Your senior dogs hold a special place in our hearts, and over the years, we’ve grown to love them almost as much as you! To ensure they are living their best lives, we want to see them a few times a year for check-ups and to check-in with you about any changes you’ve noticed with their health and behaviour. Among the many things we’ll talk about, here are five points we want to cover during these visits.
- Body and muscle condition.
These describe outwardly what your pet looks and feels like. Your dog’s body condition score assesses whether they have too little, too much or a healthy amount of body fat. Too little fat can be a sign of a nutritional deficit or an underlying medical condition that burns excessive amounts of calories (such as cancer). Too much fat indicates a nutritional excess and can cause unnecessary damage to your dog’s joints, stress their heart, and lead to diabetes.
Your dog’s muscle condition score assess their degree of muscle loss. Muscle loss can be a sign of sarcopenia (age-related loss of muscle), chronic disease such as heart disease or kidney disease, a neurologic condition, or painful osteoarthritis.
2. How to recognize pain, treat it, and make daily living more comfortable
Dogs are excellent at hiding pain, especially the chronic pain of osteoarthritis (OA) so as their caregivers, you need to be alert to their subtle cues. Pain (especially chronic) has a powerful impact on wellbeing, affecting sleep patterns, anxiety, and behaviour, sometimes even causing aggression. We’re happy to discuss supplements, pain medication, and other treatments such as chiropractic care that would help your dog.
When it comes to their home environment, senior dogs are like senior people; they will need modifications to their home to help them get around more easily. These can include thicker/softer bedding, elevated dishes, the use of mats around the house for increased traction on slippery floors, and ramps to help them get to the yard, or into the car.
- Laboratory testing
Along with twice yearly examinations, bloodwork and urinalysis can give us important clues about your dog’s health that might be not be visible from the outside.
- With a complete blood count (CBC) test, we can check a pet’s red blood cells for signs of anemia, white blood cells for deficiencies or excesses caused by disease, and platelet counts for signs of deficiencies that could lead to abnormal bleeding.
- A biochemistry profile will show signs of kidney disease or liver dysfunction as well as evidence of hormonal diseases such as diabetes and pancreatitis.
- A urinalysis is a great way to examine the urinary tract from the kidneys to the bladder looking for signs of kidney disease, infection, bladder stones and cancerous cells.

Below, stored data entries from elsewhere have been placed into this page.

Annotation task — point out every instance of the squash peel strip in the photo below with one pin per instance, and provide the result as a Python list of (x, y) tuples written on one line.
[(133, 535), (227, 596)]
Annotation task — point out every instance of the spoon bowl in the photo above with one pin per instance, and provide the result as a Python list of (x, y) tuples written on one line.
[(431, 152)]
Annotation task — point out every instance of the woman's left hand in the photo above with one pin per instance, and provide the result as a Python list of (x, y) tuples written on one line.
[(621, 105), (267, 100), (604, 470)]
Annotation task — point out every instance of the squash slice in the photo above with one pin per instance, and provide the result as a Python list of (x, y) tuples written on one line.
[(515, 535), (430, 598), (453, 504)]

Putting all these test results together, our veterinary team can make health recommendations specifically tailored to your dog. These tests guide our dietary recommendations, the need for additional tests your pet would benefit from, and even the safety of certain medication being prescribed. Screening tests not only give us an opportunity to get a jumpstart on treatment, but if they come back negative, they can give you peace of mind.

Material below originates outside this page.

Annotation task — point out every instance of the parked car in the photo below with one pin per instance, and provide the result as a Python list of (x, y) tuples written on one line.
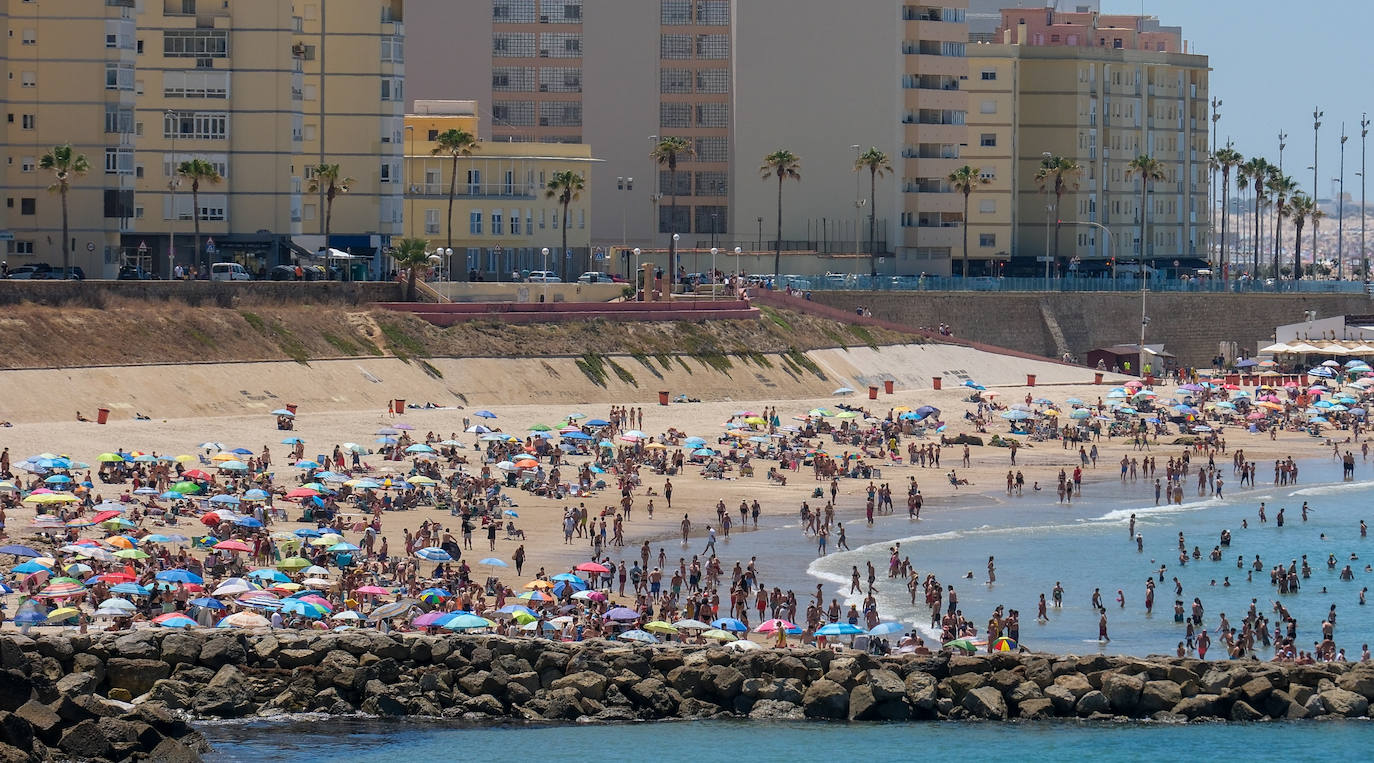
[(228, 271)]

Senior dogs often have very different nutrient requirements than their younger selves, possibly even requiring a diet that is more easily digested. Some dogs will need nutrients that provide extra joint support in their diet, including green-lipped mussel and higher levels of omega-3 fatty acids, a nutrient that also supports brain health. Many dogs will need a less calorie dense diet to maintain normal weight in their senior years as their activity levels decline. As well, certain medical conditions associated with aging require dietary restrictions of certain nutrients (I.e. protein and phosphorus restriction in dogs with kidney disease). We take all this into account and can make specific dietary recommendations for your dog at their senior wellness exam.
- Cognitive function
Just like humans, dogs can experience cognitive decline as well as cognitive dysfunction, a syndrome similar to Alzheimer’s disease. By evaluating certain behavioural changes, we can let you know if your dog would benefit from medications, supplements, or special diets created to reduce cognitive decline. We can also recommend environmental enrichments and physical activities you can do with your dog to improve their quality of life.
How wellness exams can help
In addition to helping keep your pet healthy throughout their life, regular checkups give you the opportunity to ask us about any questions or concerns you might have.
But don’t wait!
If you notice that your dog is behaving differently or just seems “off”, don’t wait for their scheduled wellness check. Get in touch with us right away. When possible, we want to catch anything that isn’t normal as early as we can.
We look forward to seeing you and your senior dog for their wellness checkup at least twice a year to help you give them their best life!